Катька понуро поплелась на кухню. «Надо же ее хоть чем-то отвлекать!» – оправдывалась я перед собой.
– Оклемается твой благоверный, – решила немного успокоить бывшую одноклассницу. – Если б действительно захотел с праотцами встретиться, то порезал бы себя правильно. А весь этот спектакль с больницей был разыгран исключительно для твоей впечатлительной натуры: он ведь знал, что я обо всем тебе расскажу. Если тебе не жалко денег, то потрать их лучше на его лечение, – резюмировала я.

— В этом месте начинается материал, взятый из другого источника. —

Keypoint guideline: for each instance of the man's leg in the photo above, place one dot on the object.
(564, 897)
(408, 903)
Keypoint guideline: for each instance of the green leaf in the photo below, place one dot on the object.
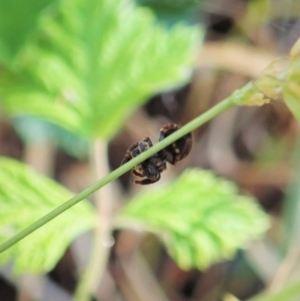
(201, 219)
(35, 130)
(92, 62)
(26, 196)
(18, 19)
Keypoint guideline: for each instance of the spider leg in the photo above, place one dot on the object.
(148, 181)
(167, 130)
(128, 155)
(136, 173)
(126, 158)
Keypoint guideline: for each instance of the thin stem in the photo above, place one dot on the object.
(104, 199)
(227, 103)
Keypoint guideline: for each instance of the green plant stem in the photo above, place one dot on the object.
(104, 199)
(236, 98)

Не знаю, что уяснила из моих слов Катька, но на ее окаменевшем, убитом горем лице не дрогнул ни один мускул. Наконец, передо мной возник пол-литровый бокал дымящегося чая. Что же, и это сойдет.
– Вы все время такими тазиками чай пьете? – пыталась я развеселить свою клиентку.
– Нет, – ответила она, – это чашка мужа. Я машинально поставила.
Я присмотрелась к Катьке внимательно: ничего, перемелется. Слишком у нее жизнелюбивый характер для продолжительного траура.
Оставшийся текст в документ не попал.